Le tourmentille – Potentille érigée – du clade Reptans, est répandu en Europe et en Asie occidentale. Crédit image : NL Persson.

Dans une nouvelle étude publiée dans AoBP, Persson et al. relever les défis connus concernant les relations dans le Potentille genre en analysant les séquences d'ADN de différentes régions des génomes d'espèces représentatives. En plus des données sur les chloroplastes et les ribosomes nucléaires, ils ont analysé quatre marqueurs LCN pour élucider la position du clade Reptans dans l'histoire évolutive du genre. Ils présentent un nouvel arbre phylogénétique bien étayé qui fournit un outil fondamental pour comprendre l'évolution des espèces et leurs traits dans ce groupe de plantes. Persson et al. n'ont trouvé aucune preuve d'hybridation ou d'allopolyploïdisation dans l'évolution de Potentille espèces, et suggèrent que d'autres processus, tels que le tri incomplet de la lignée, étaient probablement impliqués dans l'évolution précoce. Ils soulignent que des événements d'autopolyploïdisation se sont peut-être produits plus tard dans les clades Reptans et Ivesioid. Les auteurs concluent en soulignant l'importance des marqueurs LCN dans l'étude de l'histoire évolutive des polyploïdes, révélant des modèles qui n'auraient pas pu être découverts avec les seules données sur les chloroplastes ou les ribosomes nucléaires.
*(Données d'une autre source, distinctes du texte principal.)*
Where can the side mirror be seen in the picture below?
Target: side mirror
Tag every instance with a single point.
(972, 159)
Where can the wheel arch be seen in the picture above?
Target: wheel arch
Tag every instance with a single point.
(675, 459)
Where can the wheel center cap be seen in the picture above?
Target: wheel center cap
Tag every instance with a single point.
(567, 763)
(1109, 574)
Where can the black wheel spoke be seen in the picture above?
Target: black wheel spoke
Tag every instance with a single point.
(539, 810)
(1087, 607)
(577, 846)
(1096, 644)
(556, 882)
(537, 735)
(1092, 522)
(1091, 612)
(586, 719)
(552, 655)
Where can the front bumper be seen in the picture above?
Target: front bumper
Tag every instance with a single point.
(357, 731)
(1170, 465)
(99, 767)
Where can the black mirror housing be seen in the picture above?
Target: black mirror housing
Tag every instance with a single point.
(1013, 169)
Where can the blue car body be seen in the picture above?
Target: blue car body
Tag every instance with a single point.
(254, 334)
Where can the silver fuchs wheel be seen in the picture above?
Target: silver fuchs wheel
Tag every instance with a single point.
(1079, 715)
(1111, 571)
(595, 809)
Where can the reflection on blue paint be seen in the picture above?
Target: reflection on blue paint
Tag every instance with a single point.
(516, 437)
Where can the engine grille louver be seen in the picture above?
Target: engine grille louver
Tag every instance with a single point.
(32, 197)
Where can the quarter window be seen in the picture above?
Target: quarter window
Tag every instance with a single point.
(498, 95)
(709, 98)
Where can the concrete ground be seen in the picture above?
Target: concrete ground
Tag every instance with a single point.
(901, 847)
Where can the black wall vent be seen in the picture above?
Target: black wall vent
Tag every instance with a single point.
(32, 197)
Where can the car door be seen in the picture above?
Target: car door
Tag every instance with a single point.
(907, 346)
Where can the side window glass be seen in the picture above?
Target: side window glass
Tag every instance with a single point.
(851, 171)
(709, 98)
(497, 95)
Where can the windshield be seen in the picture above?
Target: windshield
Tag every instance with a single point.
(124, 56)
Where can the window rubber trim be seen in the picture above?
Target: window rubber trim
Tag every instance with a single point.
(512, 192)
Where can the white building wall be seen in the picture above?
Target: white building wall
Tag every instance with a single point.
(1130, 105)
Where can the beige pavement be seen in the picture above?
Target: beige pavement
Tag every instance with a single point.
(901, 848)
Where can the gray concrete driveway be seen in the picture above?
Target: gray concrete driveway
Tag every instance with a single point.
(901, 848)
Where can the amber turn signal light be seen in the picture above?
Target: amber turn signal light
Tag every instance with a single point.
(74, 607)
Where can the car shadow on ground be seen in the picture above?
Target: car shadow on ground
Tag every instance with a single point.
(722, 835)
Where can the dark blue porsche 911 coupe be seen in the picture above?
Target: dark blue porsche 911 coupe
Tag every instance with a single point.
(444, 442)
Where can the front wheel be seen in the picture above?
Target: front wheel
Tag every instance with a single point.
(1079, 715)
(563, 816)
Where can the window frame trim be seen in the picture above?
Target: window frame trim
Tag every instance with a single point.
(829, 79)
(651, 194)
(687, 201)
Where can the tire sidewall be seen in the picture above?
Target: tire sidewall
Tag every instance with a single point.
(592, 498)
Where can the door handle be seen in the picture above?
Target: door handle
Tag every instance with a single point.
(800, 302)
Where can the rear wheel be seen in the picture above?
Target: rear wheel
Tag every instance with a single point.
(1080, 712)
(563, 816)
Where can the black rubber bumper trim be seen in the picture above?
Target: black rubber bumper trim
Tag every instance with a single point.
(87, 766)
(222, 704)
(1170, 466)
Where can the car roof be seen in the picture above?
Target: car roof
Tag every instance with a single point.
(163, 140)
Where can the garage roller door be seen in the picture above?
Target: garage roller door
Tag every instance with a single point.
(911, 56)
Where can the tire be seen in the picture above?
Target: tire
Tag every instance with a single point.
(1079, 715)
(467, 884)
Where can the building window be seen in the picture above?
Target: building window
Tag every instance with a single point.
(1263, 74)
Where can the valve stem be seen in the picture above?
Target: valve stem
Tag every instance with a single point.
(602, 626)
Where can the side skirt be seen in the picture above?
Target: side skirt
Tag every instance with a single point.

Point culminant du chercheur

Nannie Linnéa Persson termine actuellement sa thèse de doctorat en systématique végétale à l'Université de Bergen, en Norvège. Son principal intérêt de recherche concerne l'histoire évolutive des polyploïdes, et la thèse porte sur l'évolution réticulée chez les potentilles (du genre Potentilla de la famille des roses, Rosacées).

Nannie a grandi à Växjö, en Suède, a terminé une thèse de maîtrise sur la systématique des graminées à l'Université de Stockholm en 2015, puis a travaillé au Musée d'histoire naturelle de Stockholm pour numériser la collection d'algues, avant de déménager à Bergen. Elle est également photographe (https://nannie.se/), et un naturaliste dévoué (https://inaturalist.org/people/nannie).

Ses projets futurs incluent des travaux postdoctoraux en systématique des plantes, et plus tard, elle souhaite travailler avec des collections d'histoire naturelle.